McAfee denies killing man
Software company founder John McAfee has denied he killed a neighbor in Belize, but said he would not turn himself in for questioning because he feared a police anti-gang unit wanted to kill him. McAfee said in a telephone interview that he was in hiding with a young woman somewhere in Belize. He said he was unarmed and has been changing locations frequently to stay one step ahead of police. Belize police said they wanted to question McAfee, who they describe as a “person of interest” in the slaying of fellow American Gregory Viant Faull. Faull was shot dead over the weekend on the Caribbean island where both men lived. McAfee said that Faull was an “annoyance,” but he denies killing him.
Bullets found on roof
Employees of a Mexico City movie theater where a 10-year-old boy died from being hit in the head by a bullet fired from outside the building have found 16 spent bullets on the roof on different dates, prosecutors said on Wednesday. A statement said an employee turned in the 16 bullets and told investigators it was common to find spent bullets and bullet holes on the roof around holidays. The employee told police that on the day the child was shot his manager told him to check the roof, prosecutors said. The statement did not indicate what the employee found. A ballistics expert said on Tuesday that the boy was hit by a 9mm bullet and that a second 9mm bullet was found on the theater’s roof.

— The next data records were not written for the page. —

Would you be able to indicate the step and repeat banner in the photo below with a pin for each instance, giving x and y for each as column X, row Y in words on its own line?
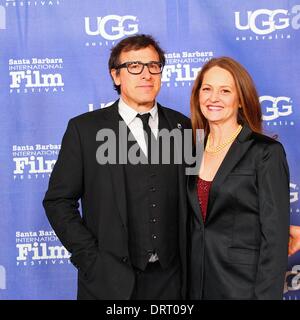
column 53, row 66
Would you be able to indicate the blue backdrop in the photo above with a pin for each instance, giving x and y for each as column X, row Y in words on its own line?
column 53, row 66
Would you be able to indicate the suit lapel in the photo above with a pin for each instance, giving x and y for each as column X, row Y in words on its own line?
column 233, row 156
column 117, row 170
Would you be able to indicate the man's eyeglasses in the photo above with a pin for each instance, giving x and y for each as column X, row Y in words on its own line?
column 137, row 67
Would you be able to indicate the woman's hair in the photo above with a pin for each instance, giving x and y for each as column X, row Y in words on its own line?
column 250, row 110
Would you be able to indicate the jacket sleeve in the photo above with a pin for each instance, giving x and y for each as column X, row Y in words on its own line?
column 274, row 211
column 61, row 201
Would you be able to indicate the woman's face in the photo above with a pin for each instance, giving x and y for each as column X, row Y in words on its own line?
column 218, row 97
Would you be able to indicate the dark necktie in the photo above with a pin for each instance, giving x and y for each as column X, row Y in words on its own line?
column 147, row 132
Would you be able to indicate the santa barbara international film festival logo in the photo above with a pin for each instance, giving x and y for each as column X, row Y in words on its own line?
column 35, row 75
column 276, row 110
column 2, row 278
column 32, row 3
column 181, row 68
column 32, row 162
column 266, row 24
column 104, row 31
column 39, row 247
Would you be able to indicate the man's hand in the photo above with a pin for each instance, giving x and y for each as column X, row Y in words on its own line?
column 294, row 242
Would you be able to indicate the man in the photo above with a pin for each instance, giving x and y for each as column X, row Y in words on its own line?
column 130, row 241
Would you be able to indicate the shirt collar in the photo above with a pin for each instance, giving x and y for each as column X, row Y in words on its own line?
column 128, row 114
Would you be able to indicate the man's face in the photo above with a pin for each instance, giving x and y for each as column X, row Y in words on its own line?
column 138, row 90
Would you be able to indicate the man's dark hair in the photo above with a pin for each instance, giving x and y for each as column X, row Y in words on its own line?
column 136, row 42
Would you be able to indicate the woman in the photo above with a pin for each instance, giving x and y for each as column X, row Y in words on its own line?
column 239, row 222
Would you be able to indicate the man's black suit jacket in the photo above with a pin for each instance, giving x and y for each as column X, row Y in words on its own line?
column 241, row 250
column 98, row 240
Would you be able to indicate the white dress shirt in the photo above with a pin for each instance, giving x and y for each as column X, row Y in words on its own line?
column 135, row 124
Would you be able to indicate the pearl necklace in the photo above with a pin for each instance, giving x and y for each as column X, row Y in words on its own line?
column 218, row 148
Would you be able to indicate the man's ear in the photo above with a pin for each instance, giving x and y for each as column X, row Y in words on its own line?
column 116, row 77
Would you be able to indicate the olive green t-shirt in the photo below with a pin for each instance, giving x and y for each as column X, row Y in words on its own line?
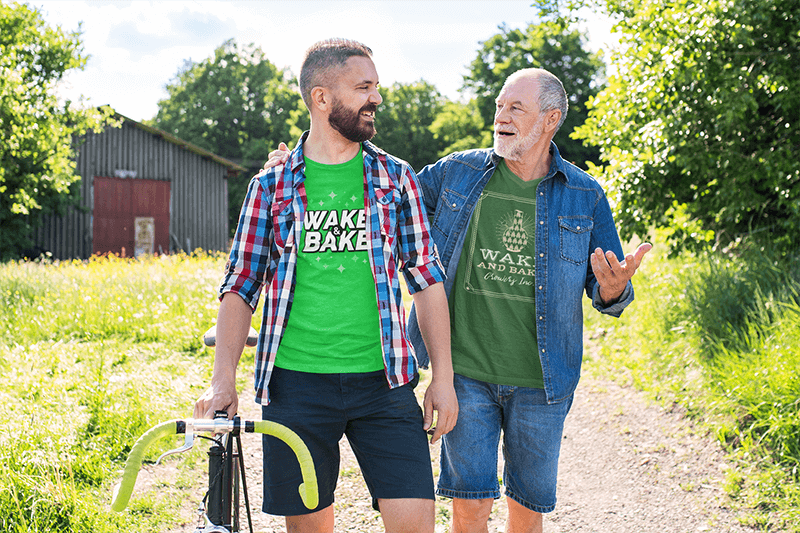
column 492, row 306
column 334, row 324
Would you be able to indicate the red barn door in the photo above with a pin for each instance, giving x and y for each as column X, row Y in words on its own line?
column 119, row 203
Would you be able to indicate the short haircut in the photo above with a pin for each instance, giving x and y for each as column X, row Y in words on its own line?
column 322, row 59
column 551, row 91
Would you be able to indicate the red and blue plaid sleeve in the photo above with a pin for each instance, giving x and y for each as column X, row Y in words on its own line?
column 421, row 265
column 248, row 264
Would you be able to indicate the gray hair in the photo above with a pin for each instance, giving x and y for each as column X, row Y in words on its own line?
column 551, row 91
column 322, row 59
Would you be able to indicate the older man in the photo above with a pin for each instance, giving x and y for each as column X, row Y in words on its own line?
column 326, row 235
column 522, row 234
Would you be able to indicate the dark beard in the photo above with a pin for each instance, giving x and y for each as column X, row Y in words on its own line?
column 349, row 124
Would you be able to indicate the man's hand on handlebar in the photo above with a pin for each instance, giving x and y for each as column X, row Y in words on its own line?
column 217, row 398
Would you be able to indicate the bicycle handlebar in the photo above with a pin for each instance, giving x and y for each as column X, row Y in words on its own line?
column 308, row 489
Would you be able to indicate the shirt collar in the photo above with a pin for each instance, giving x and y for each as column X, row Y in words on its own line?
column 296, row 160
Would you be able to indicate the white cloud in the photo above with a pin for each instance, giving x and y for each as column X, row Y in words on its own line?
column 137, row 47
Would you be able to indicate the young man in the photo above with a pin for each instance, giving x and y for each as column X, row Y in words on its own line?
column 325, row 235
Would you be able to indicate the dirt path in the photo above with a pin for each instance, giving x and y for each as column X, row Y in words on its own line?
column 627, row 466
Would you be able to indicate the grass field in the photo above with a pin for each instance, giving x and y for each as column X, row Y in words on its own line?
column 721, row 337
column 93, row 353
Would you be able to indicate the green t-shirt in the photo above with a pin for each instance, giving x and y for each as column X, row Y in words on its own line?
column 334, row 325
column 492, row 306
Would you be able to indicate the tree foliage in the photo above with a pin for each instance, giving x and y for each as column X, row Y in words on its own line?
column 236, row 104
column 699, row 126
column 404, row 119
column 554, row 47
column 460, row 127
column 38, row 133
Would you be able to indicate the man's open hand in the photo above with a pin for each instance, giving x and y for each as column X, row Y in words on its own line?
column 612, row 275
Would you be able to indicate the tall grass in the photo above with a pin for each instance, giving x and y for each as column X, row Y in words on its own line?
column 92, row 354
column 721, row 336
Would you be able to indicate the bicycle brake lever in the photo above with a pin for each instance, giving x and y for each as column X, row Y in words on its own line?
column 187, row 444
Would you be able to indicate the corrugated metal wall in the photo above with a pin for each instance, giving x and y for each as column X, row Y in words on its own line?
column 199, row 194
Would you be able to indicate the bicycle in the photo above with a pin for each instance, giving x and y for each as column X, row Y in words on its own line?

Shark fishing to be banned
American Samoa is banning shark fishing in its waters in hopes of stopping the population’s decline. American Samoa is among a number of Pacific islands to record a dramatic drop in shark numbers. Sharks are often harvested for their fins, which typically end up in restaurants as shark-fin soup. The rules taking effect this week make it illegal to catch or possess sharks within 3 nautical miles (5.5km) of the shoreline. The ban extends to three species of reef fish. Doug Fenner, who monitors sharks for the Department of Marine and Wildlife Resources, said the rules cover most of the territory’s coral reefs and would prevent shark trafficking. The protections are the most powerful in the US, Fenner said.

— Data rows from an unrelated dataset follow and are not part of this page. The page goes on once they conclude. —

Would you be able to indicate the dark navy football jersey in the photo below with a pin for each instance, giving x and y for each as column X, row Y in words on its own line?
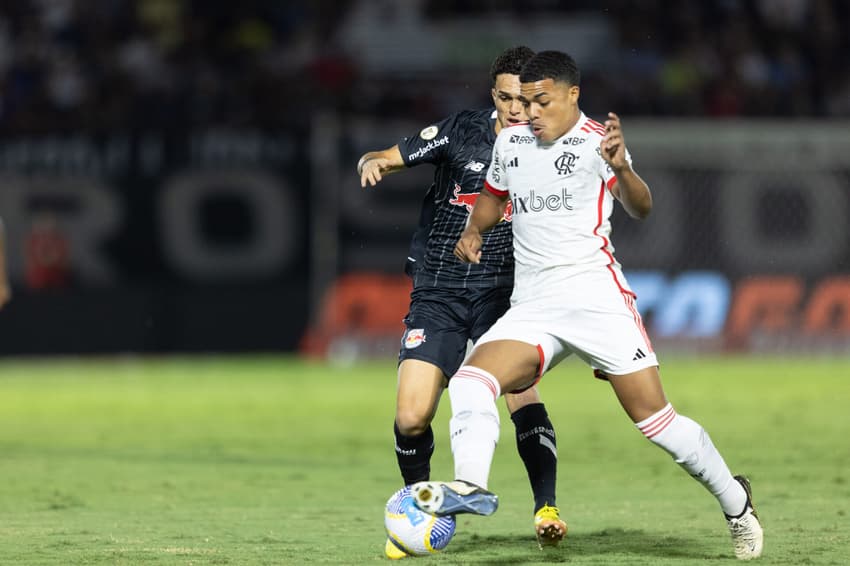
column 461, row 147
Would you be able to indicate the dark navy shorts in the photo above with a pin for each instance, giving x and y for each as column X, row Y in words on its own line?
column 441, row 321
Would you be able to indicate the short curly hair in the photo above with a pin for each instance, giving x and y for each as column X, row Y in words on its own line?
column 555, row 65
column 510, row 61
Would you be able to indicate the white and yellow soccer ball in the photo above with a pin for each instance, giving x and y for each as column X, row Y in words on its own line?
column 414, row 531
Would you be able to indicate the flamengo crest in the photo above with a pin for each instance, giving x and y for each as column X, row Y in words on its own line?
column 565, row 163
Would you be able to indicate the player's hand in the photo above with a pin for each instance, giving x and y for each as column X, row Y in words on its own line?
column 468, row 247
column 371, row 170
column 613, row 145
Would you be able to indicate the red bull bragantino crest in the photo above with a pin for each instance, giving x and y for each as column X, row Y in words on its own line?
column 414, row 338
column 468, row 200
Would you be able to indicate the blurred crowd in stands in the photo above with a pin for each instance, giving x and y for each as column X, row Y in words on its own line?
column 96, row 65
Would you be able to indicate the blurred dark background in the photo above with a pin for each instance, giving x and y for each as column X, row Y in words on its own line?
column 178, row 175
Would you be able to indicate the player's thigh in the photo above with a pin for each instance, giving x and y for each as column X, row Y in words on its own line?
column 420, row 385
column 514, row 363
column 486, row 307
column 640, row 392
column 516, row 401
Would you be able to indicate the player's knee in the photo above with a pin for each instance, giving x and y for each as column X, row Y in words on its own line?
column 412, row 422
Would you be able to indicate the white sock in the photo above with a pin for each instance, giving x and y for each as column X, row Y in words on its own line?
column 691, row 447
column 475, row 423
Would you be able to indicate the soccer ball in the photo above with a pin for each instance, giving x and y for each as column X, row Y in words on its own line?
column 414, row 531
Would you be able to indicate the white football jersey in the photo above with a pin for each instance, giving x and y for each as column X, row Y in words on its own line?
column 561, row 200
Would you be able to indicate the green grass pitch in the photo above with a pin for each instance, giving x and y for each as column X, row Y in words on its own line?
column 271, row 460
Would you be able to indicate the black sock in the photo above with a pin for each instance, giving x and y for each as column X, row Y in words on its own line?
column 535, row 439
column 414, row 455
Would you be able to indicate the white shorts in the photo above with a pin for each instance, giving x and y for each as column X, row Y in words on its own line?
column 591, row 314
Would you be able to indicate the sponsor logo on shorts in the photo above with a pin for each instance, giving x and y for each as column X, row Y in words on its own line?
column 414, row 338
column 428, row 133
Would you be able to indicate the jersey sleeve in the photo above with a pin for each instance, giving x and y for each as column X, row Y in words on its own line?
column 431, row 144
column 605, row 171
column 496, row 182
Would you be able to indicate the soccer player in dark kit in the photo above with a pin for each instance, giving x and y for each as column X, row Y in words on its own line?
column 454, row 302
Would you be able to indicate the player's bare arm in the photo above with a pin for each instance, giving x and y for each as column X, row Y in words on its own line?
column 486, row 213
column 629, row 189
column 375, row 164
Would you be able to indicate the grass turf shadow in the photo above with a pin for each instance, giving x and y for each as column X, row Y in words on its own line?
column 520, row 549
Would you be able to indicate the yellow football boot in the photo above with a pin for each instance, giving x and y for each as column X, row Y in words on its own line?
column 549, row 527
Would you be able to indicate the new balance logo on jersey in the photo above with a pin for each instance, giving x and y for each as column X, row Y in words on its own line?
column 537, row 203
column 565, row 163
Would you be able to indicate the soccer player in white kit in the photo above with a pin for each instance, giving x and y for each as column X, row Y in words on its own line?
column 563, row 172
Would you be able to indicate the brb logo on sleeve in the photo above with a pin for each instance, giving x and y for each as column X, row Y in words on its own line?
column 565, row 163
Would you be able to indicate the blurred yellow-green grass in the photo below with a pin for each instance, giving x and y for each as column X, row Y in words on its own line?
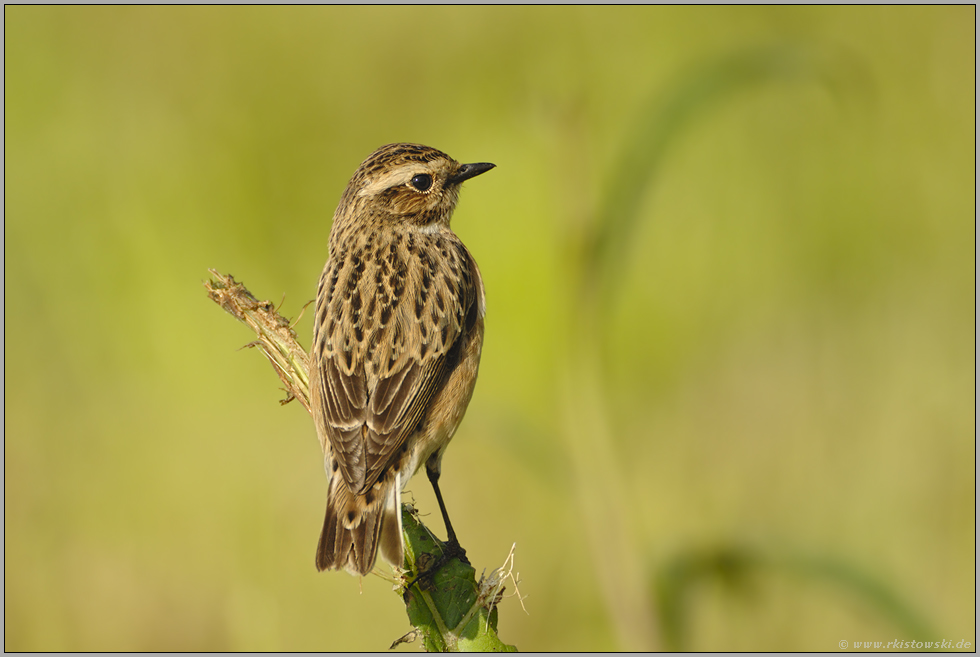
column 784, row 364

Liberal drugs bill presented
Uruguayans will be able to grow marijuana at home or in clubs, but the state will be in charge of the trade from cultivation to sale under a government-led legalization bill presented in Congress on Wednesday. The use of cannabis and other drugs is already legal, but the sale and cultivation of drugs is not. Uruguayan President Jose Mujica, a former leftist guerrilla fighter, said the proposed law would help undermine smuggling gangs and fight petty crime in a region hit by drugs-related violence. Critics say it risks luring more Uruguayans to harder drugs. The bill, which the government hopes will become law early next year, says the state would be responsible for managing and regulating the marijuana trade from cultivation to distribution. It would give the country some of the world’s most permissive legislation on drugs. Households would be allowed to have up to six plants, or as much as 480g of marijuana, the bill presented for discussion by the congressional committee showed. Cannabis consumers would be allowed to buy a maximum 40g each month under the bill, which also sets out regulations for smoking clubs with up to 15 members, 90 plants and annual production of up to 7.2kg.